The Mishna (19b) teaches that anyone can read the Megilla for others, with the exception of a heresh, shoteh, ve-katan – a deaf-mute, an imbecile and a child. Rabbi Yehuda permits a katan to read the Megilla for others. While some of the commentaries try to explain how the case of the deaf-mute reading aloud for others is possible – suggesting that in this particular case we are talking about someone who is deaf and cannot hear, but can, in fact speak – the Talmud Yerushalmi simply says that we cannot possibly be talking about a heresh reading for others. The heresh is mentioned in the Mishna only because he is always partnered with the shoteh and the katan, but it has no true significance in our case.

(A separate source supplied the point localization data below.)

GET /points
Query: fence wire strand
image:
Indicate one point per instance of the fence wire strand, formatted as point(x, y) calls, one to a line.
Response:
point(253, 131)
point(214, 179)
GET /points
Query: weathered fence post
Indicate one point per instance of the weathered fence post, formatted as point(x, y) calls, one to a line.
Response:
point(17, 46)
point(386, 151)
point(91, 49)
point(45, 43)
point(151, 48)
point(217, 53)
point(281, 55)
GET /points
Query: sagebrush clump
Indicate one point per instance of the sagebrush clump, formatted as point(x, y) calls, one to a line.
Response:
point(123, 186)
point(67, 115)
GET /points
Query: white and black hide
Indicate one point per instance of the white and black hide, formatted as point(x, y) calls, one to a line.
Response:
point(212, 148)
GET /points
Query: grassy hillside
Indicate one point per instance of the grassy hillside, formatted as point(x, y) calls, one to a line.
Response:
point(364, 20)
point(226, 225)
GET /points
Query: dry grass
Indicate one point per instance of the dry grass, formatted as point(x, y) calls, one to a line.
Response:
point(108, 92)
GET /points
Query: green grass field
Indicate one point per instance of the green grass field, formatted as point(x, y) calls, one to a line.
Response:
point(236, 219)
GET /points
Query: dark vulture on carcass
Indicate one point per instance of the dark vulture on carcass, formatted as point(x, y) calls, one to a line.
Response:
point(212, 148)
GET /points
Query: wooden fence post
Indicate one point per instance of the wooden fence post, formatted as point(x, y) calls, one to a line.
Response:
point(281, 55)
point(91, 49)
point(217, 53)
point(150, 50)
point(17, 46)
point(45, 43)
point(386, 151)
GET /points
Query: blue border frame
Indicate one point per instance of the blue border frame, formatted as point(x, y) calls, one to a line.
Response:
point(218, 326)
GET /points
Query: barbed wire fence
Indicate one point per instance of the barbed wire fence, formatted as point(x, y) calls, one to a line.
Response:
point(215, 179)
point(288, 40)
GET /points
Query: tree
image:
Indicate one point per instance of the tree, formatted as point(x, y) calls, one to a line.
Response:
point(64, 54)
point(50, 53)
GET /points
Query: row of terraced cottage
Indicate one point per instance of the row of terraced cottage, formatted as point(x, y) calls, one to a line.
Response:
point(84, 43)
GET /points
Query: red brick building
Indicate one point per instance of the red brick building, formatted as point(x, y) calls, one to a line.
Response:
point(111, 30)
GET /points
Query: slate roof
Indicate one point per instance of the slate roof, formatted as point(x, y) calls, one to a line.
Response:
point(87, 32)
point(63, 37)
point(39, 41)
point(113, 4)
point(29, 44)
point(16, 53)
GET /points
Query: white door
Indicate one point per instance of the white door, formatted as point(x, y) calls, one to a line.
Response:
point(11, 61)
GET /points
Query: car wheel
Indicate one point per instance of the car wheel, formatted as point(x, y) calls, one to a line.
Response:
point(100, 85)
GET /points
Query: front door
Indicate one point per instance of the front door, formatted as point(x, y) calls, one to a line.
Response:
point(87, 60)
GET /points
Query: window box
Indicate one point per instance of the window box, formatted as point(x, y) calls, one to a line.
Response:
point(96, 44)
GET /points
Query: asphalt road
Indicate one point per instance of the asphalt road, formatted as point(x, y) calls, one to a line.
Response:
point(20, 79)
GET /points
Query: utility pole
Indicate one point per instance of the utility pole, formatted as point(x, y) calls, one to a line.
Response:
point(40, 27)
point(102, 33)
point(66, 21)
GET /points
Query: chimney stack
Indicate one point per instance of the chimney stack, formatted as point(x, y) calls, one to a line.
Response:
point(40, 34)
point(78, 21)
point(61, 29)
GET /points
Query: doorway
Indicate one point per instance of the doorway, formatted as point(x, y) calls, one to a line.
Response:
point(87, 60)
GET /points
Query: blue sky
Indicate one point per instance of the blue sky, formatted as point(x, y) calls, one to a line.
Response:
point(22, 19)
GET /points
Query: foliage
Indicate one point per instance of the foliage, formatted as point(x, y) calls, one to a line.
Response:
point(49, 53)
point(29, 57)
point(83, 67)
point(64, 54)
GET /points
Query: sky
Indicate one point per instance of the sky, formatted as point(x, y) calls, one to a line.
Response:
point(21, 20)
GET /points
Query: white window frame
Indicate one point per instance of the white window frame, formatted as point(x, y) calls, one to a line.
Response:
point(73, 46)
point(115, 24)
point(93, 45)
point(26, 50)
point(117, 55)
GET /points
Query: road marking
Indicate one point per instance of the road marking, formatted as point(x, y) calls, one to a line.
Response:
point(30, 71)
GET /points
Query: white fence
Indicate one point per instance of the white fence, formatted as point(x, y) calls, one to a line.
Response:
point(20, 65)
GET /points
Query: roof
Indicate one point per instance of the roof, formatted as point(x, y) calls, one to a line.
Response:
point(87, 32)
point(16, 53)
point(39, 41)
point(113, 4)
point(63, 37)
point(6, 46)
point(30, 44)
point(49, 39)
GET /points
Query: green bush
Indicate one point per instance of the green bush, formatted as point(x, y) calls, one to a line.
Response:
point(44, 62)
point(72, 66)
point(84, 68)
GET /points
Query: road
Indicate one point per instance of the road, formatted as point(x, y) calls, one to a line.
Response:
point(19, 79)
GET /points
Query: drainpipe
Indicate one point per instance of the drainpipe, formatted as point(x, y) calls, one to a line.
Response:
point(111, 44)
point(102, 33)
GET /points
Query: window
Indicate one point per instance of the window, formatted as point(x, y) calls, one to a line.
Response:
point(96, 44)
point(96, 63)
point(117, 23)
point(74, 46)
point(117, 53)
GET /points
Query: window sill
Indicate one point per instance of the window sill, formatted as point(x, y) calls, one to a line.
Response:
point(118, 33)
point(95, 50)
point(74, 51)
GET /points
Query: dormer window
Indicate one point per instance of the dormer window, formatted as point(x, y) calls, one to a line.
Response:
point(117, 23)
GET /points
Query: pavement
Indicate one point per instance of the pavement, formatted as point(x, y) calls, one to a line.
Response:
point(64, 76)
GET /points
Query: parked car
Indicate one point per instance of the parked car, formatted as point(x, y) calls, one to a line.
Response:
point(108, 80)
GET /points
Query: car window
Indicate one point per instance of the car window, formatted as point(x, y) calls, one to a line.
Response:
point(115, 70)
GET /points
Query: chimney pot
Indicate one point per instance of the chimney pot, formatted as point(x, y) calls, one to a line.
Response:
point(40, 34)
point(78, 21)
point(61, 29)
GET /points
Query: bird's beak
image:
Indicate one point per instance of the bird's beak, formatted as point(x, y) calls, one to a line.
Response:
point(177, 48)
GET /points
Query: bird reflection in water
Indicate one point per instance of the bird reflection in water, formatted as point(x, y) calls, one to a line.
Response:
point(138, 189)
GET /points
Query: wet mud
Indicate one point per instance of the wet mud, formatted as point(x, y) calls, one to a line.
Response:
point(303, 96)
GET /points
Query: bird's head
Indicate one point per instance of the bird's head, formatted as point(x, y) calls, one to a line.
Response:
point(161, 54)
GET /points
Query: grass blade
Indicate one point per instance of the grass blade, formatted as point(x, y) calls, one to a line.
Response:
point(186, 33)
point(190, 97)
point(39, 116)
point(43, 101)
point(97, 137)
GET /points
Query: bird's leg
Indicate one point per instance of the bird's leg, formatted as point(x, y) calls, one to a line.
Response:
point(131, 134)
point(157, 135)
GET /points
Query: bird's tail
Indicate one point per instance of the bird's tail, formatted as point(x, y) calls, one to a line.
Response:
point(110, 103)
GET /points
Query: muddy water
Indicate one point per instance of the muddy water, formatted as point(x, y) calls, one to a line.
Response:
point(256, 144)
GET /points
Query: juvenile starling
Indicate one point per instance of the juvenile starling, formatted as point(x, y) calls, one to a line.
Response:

With regard to the katan, the Gemara relates that Rabbi Yehuda not only permits a child to read the Megilla for others, in fact he testified that when he was a child, he read the Megilla in the presence of Rabbi Tarfon and the elders of Lod. His fellow Sages did not accept this as proof that a child can read for others, arguing that they do not accept proof from the story of a child. When Rabbi Yehuda HaNasi testified that as a child he read the Megilla for Rabbi Yehuda, his peers rejected this as any indication of normative practice, arguing that they do not accept proof from the activity of the person who himself was the one who permitted this behavior.
In truth, when dealing with issues of a Rabbinic nature – and keri’at Megilla certainly falls into that category – then we do accept the testimony of an adult who relates what he saw or experienced as a child. The Rid explains that keri’at Megilla is an exception, since it is a public reading from TaNaKH it is given the severity and significance of a Biblical law. The Birkei Yosef argues that this rule does not apply in our case, since we can only trust a childhood memory of a specific, clearly defined occurrence. In our case, Rabbi Yehuda merely reminisced about his reading the Megilla before Rabbi Tarfon and other Sages. That testimony does not clearly indicate that those Sages accepted the reading as valid – perhaps they listened to another rendition of the Megilla beforehand or afterwards.